Stefan Tilkov's Random Stuff

QCon SF 2009: Max Ross, Mapping Relational Data Patterns to the App Engine Datastore

These are my unedited notes from Max Ross's talk about Mapping Relational Data Patterns to the App Engine Datastore at QCon SF 2009.

  • Datastore is transactional, natively partitioned, hierarchical, schema-less, based on BigTable – not a relational database
  • Goals: Simplify storage by simplifying development, management
  • Even though Datastore is based on the ridiculously scalable BigTable, you don't need to have scalability problems to benefit from it
  • Scale always matters - the problem is not in the second step, it's the first step
  • Free to get started (not only for the first 30 days), pay only for what you need
  • Let someone else manage upgrades, redundancy, connectivity
  • Let someone else handle problems
  • Detailed post-mortem of GAE downtime available somewhere
  • Scale automatically to any point on the scale curve
  • Trying to get people out of the business of managing their database in production
  • Basic entity: Kind, Entity group, key, age, + any number of properties
  • Datastore is schemaless - soft schema model. Much of the stuff available in the DB (constraints, type checking, schema) needs to move up to the app layer (but is usually replicated there anyway)
  • primary benefit of the schemaless datastore: much faster iterations
  • soft schemas can give you type safety despite using a simple key/value store underneath
  • JPA annotations provide soft schema - even though targeted at creating DB information, GAE can benefit from it
  • JPA annotations are a data definition language (proof: relational DB schema can be created from annotations)
  • Primary key in the datastore contains the kind and are hierarchical, e.g. /Person:13/Pet:Ernie
  • Analogy: Hierarchical datastore keys are similar to composite primary keys
  • Surrogate keys are harder to move - dropping is often not an option.
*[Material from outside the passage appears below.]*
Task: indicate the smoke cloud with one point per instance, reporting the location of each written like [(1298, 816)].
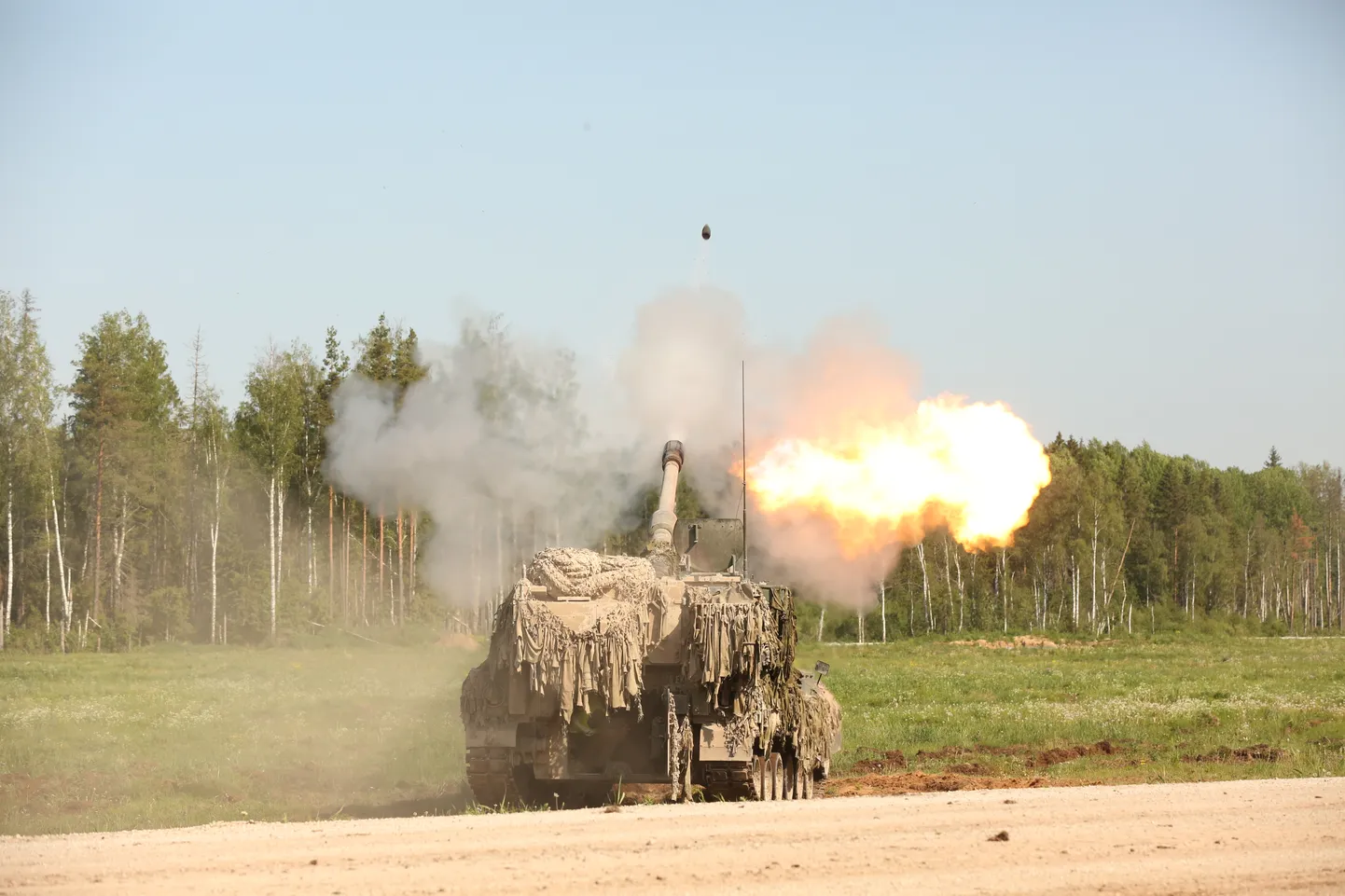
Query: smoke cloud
[(511, 446)]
Mapping options: 1) make surrogate part of the key a property 2) make surrogate key primary key, put rest into property

Transations:

  • transactions in the Datastore apply to a single Entity Group
  • Entities in the same Entity Group share the same root part of the key
  • This makes Entity Group selection a critical design choice, with obvious effects on transactions
  • Too coarse hurts througput, too fine limits usefulness of transactions
  • Datastore does optimistic concurrency checks at the Entity Group level
  • [Strong relationship between data modeling and transaction processing – reminds me of the old debate on EJB 2.0 pre-final entity beans and dependent objects]
  • Unreleased new feature: Transactional tasks can update multiple entity groups, a task in a queue can participate in a DB transaction
  • Example: Deferred, transactional, async balance update (eventual consistency) as well as synchronous
  • Two-phase commit protocol algorithm implemented at Berkely, implemented by a Google developer (Erick Armbrust)

Relationships

  • Letting a framework manage relationships can simplify code for RDBMS, but especially for App Engine Datastore
  • Goal: make handling relationships with JPA as easy as possible
  • Google's JPA implementatin has some sensible defaults: Ownership implies entites are placed in the same Entity Group
  • E.g. Person with a @OneToMay to Pet (with a back reference of @ManyToOne) makes both part of the same Entity Group

Queries

  • Testing set membership – requires a join table with an RDBMS, can use a multi-value property in the GAE datastore (select from User where hobbies = 'yoga')
  • Other than that, no joins supported
  • Conflict: Google promises that query performance scales linearly with the size of the result set; not possible when cross products are needed to fulfill queries
  • Making good progress with a subset for join progress, not releases yet - nowhere near ready for production
  • RDBMS encourage cheap writes and expensive reads; datastore encourage expensive writes and cheap reads. Denormalization enouraged where it makes sense
  • Obvious problems with denormalized data

Taking code somewhere else

  • App engine is in general more restrictive
  • Suggestion: Decide early whether or not portability matters to you
  • Shows examples of portable code - somewhat ugly
  • Congratulations, you have already sharded your data model

Key takeaways

  • App engine datastore simplifies persistence
  • JPA adds typical RDBMS features to the datastore
  • Important to understand how the datastore is different
  • Easier to move apps off than on
  • If portability is important, plan for it
  • http://gae-java-persistence.blogspot.com

Q&A

  • Q. Does the shown transaction example really solve the problem? A. No, not to the full extent. lot of Google's billing software is built without multi-row transactions
  • Q. Is JPA a good model when starting from scratch? A. Many people like the low-level API, then start building an ORM on top of it … possibly better to start using an existing one.
  • Q. What kind of apps are on GAE? A. Not really known, many backend applications for iPhone apps, Facebook, … Obama virtal town hall meeting peaked at 700 req/s
  • Q. Export features? A. Some bulk import/export, but there should be more
  • Q. Caching? A. No direct support for JPA caching using memcached, but should be pluggable
  • Q. Is Python going to be replaced by Java? A. Absolutely not, the Java team rather has to fight to be accepted as an equal citizen
  • Q. Restrictions on some JDK features relevant? A. No.
  • Q. Staging area? A. No, not yet.
  • Q. JDO? A. GAE supports both, datanucleus supports both; JPA was chosen randomly for this talk today.
  • Q. Can apps be run offline? A. You can run the app SDK locally, but it won't scale; but stub implementations are pluggble and they could be replaced.